Neurofibrillary tangles, but not astrocytes, are immunoreactive for antibodies that detect a conformation-dependent epitope of tau in Alzheimer’s disease. PHF1 immunohistochemistry revealed sulcal depth astrocytic and neuronal tau pathology in CTE (Case 8), including prominent clusters of perivascular and subpial TSAs (top left; black arrows). However, GT-7 and GT-38 antibodies labelled NFTs in CTE, but not TSAs, on serial tissue sections (top middle and top right).

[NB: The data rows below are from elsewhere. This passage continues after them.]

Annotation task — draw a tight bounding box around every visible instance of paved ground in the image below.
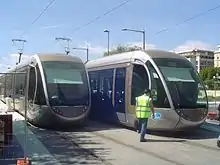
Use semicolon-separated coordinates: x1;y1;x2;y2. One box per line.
0;100;220;165
31;122;220;165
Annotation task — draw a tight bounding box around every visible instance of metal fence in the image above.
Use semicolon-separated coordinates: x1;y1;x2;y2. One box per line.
0;67;30;164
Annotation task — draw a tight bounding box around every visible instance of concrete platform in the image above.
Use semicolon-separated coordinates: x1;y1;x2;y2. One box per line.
77;122;220;165
0;101;60;165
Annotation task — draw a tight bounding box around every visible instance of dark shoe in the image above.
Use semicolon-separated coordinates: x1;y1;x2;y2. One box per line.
140;139;147;142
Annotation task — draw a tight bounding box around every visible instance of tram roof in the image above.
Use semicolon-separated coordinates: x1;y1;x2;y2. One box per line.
7;53;83;72
86;49;186;68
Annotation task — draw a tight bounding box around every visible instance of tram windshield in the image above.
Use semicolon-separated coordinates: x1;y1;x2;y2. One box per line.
42;61;89;106
151;58;208;109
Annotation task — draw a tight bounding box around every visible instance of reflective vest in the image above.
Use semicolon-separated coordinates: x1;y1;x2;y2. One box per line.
136;95;151;118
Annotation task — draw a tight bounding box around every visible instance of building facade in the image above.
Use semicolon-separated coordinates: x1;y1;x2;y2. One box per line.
178;49;214;72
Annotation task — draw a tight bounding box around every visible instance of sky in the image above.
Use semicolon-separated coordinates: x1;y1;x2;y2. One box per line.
0;0;220;72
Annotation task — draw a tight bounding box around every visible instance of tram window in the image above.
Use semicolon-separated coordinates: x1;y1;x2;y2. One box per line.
99;69;113;97
131;65;149;105
28;67;36;101
15;68;26;97
36;65;46;105
146;61;170;108
89;72;98;93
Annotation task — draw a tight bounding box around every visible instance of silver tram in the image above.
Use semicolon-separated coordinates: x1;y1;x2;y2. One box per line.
0;54;91;127
86;50;208;131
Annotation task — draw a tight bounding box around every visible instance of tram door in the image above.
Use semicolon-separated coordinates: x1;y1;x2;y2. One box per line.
114;68;126;122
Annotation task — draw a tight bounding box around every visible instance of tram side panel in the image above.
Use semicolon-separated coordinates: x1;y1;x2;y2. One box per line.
89;69;118;122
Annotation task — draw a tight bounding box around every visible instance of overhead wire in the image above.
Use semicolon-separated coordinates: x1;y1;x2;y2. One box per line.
72;0;132;34
155;4;220;35
20;0;56;38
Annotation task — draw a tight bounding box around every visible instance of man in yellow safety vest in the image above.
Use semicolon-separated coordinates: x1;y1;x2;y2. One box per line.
136;89;154;142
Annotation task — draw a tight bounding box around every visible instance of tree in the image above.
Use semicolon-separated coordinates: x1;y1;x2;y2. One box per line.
104;45;141;56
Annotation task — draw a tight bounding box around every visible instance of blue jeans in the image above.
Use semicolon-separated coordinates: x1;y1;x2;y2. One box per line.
138;118;148;140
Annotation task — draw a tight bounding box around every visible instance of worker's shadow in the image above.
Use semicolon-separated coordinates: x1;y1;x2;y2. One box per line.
146;139;186;143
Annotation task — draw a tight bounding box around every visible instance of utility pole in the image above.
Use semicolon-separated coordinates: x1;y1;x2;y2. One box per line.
72;46;89;62
104;29;110;56
55;37;71;55
12;39;27;64
122;28;146;50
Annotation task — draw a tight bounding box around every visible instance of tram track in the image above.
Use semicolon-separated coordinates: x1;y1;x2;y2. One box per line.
54;132;113;165
27;121;219;165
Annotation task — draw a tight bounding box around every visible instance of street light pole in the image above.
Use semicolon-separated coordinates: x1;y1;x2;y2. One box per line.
55;37;71;55
104;29;110;56
72;47;89;62
122;28;146;50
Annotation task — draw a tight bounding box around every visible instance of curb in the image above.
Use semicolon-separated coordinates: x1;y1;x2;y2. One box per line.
201;123;220;133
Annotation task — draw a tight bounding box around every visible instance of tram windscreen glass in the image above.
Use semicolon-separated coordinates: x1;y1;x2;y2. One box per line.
42;61;89;106
154;58;208;109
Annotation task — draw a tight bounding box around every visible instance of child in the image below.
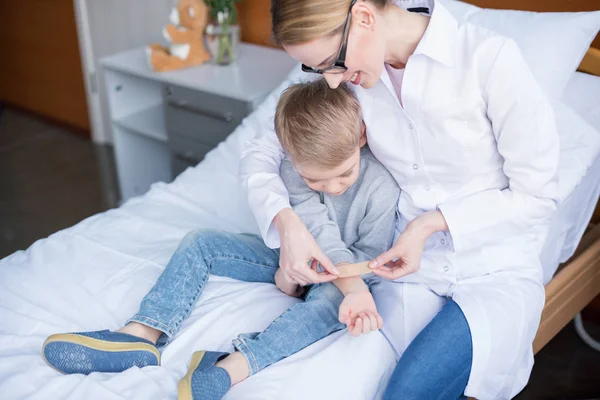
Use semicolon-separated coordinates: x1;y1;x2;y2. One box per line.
43;80;399;399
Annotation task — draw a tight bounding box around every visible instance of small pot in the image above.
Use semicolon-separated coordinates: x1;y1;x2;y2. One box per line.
206;9;240;65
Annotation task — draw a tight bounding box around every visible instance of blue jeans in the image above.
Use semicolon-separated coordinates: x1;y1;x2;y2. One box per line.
383;300;473;400
129;230;345;374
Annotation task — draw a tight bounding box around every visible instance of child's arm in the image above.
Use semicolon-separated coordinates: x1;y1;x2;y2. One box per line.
280;158;356;265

GT-7 and GT-38 reliably detected NFTs in Alzheimer’s disease (Case 28), but failed to label the characteristic pathologies of ARTAG (Case 19), Pick’s disease (PiD; Case 29), PSP (Case 35) or CBD (Case 41). Scale bars = 100 µm in CTE (low power); = 50 µm in CTE (high power), Alzheimer’s disease (AD), Pick’s disease, ARTAG, PSP and CBD.